Les gorges des Empedrats |
restes du pavage du sentier |
Un muret en demi cercle, comme un banc, face à ... |
face à une vasque d'eau limpide dans la rivière |
Le sentier sent bon le sous bois, l'odeur âcre des buis, le sous bois respire la rivière dans un vrai désert humain: là aussi, un seul habitant, moi.
Le "bullidor de la llet" (là où bout le lait) : le lait a trop bouilli, la casserole a brûlé et le lait s'est évaporé; il ne reste que des blocs moussus d'un beau tapis en camaïeux de verts. J'emprunte des images sur internet pour voir à quoi ça ressemble "en eau".
Même chose pour ce curieux chenal taillé dans la roche par l'eau ; pour l'eau (laiteuse et bouillonnante), je repasserai au printemps.
Ensuite, j'entre dans "les Empedrats" par la porte de service: l'entrée de la gorge.

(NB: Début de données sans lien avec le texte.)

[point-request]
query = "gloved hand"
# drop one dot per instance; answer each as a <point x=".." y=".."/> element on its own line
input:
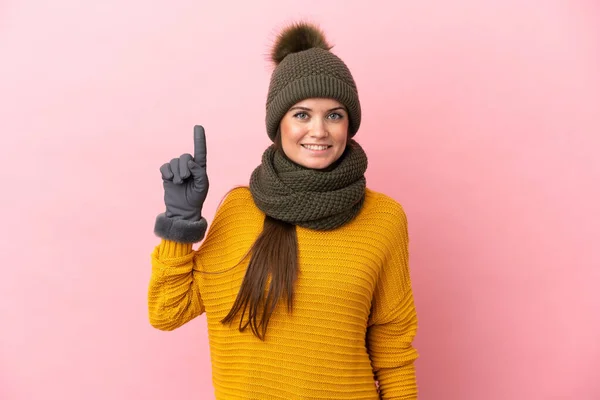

Un imposant relief calcaire au fond duquel coule une rivière aux eaux limpides, en cascades et en vasques.
Un abri sous roche permet d'entrevoir un monde ocre et des vitraux exceptionnellement bleu vert.
Une merveille !
Partout, le chant de l'eau, quelques oiseaux qui ne craignent pas encore l'hiver, des murailles rocheuses et un calme ! Solitude garantie pour qui l'apprécie.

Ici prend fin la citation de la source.